Belanja Eksplorasi Antam (ANTM) Sentuh Rp72,6 Miliar hingga Juni 2026
Anggaran tersebut difokuskan untuk kegiatan eksplorasi komoditas emas, nikel, dan bauksit.
IDXChannel - PT Aneka Tambang Tbk (ANTM) atau Antam menggelontorkan biaya eksplorasi preliminary unaudited sebesar Rp72,60 miliar hingga Juni 2026.
Anggaran tersebut difokuskan untuk kegiatan eksplorasi komoditas emas, nikel, dan bauksit guna memastikan kecukupan sumber daya serta cadangan mineral strategis perusahaan.

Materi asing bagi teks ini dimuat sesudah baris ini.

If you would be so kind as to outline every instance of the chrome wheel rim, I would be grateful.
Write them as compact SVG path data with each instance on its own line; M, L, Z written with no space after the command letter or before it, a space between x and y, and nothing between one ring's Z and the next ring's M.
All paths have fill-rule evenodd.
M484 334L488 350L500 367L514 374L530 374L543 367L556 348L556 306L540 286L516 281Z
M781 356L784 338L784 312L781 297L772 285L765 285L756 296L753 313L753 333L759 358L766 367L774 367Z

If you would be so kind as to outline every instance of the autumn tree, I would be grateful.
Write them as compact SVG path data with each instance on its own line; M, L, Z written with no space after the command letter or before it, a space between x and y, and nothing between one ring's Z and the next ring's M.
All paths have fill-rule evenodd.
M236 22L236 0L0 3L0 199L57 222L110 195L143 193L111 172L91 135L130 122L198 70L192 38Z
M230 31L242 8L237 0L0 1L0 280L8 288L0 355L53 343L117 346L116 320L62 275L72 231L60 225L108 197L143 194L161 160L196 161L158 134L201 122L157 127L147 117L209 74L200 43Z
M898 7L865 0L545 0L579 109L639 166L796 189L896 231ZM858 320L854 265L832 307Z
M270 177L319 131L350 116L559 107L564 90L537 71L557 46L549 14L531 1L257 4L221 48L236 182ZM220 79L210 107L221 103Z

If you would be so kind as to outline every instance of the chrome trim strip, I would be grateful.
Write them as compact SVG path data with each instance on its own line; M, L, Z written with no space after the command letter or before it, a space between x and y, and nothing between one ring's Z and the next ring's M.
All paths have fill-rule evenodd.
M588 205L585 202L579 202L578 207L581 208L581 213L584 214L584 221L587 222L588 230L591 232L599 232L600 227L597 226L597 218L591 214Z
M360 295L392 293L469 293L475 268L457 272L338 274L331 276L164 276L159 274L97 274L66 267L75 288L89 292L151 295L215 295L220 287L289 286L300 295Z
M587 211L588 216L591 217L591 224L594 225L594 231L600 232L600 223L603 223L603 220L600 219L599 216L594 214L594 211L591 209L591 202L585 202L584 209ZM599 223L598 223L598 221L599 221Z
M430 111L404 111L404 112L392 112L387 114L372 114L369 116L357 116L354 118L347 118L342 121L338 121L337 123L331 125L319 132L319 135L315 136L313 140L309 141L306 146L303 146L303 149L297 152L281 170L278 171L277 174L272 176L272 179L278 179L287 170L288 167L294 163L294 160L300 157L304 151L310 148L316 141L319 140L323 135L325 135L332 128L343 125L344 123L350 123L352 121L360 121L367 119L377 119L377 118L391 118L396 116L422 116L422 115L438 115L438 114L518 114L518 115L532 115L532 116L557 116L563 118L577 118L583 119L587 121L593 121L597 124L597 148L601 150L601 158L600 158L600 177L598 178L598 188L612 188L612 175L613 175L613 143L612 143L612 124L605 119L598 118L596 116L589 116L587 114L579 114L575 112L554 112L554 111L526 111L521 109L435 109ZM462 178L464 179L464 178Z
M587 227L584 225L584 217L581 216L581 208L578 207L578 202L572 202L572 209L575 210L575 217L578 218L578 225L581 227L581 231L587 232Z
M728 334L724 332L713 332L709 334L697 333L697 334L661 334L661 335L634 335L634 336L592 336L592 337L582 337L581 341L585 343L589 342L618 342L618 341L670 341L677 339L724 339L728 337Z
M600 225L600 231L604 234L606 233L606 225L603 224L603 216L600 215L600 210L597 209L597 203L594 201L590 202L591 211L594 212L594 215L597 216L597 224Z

Dalam keterbukaan informasi BEI, Jumat (10/7/2026) Antam menjelaskan, kegiatan eksplorasi emas dilakukan di wilayah Pongkor, Jawa Barat. Program eksplorasi di daerah tersebut meliputi pengeboran bawah tanah (underground drilling), pengeboran permukaan (surface drilling), pengukuran lintasan, pemetaan geologi, pengambilan contoh dan geokimia, hingga analisis laboratorium.
Sementara itu, eksplorasi nikel hingga 30 Juni 2026 dilaksanakan di Konawe Utara dan Pomalaa, Sulawesi Tenggara, serta Morimoi dan wilayah Izin Usaha Pertambangan (IUP) entitas anak ANTAM, PT Sumberdaya Arindo (SDA), di Buli, Maluku Utara.
Di Konawe Utara, kegiatan eksplorasi mencakup pengeboran single tube, pemetaan geologi, pengukuran grid, percontohan inti bor (core sampling), dan analisis laboratorium. Adapun di Pomalaa, aktivitas difokuskan pada pengeboran single tube, pemetaan geologi, percontohan, serta analisis kimia.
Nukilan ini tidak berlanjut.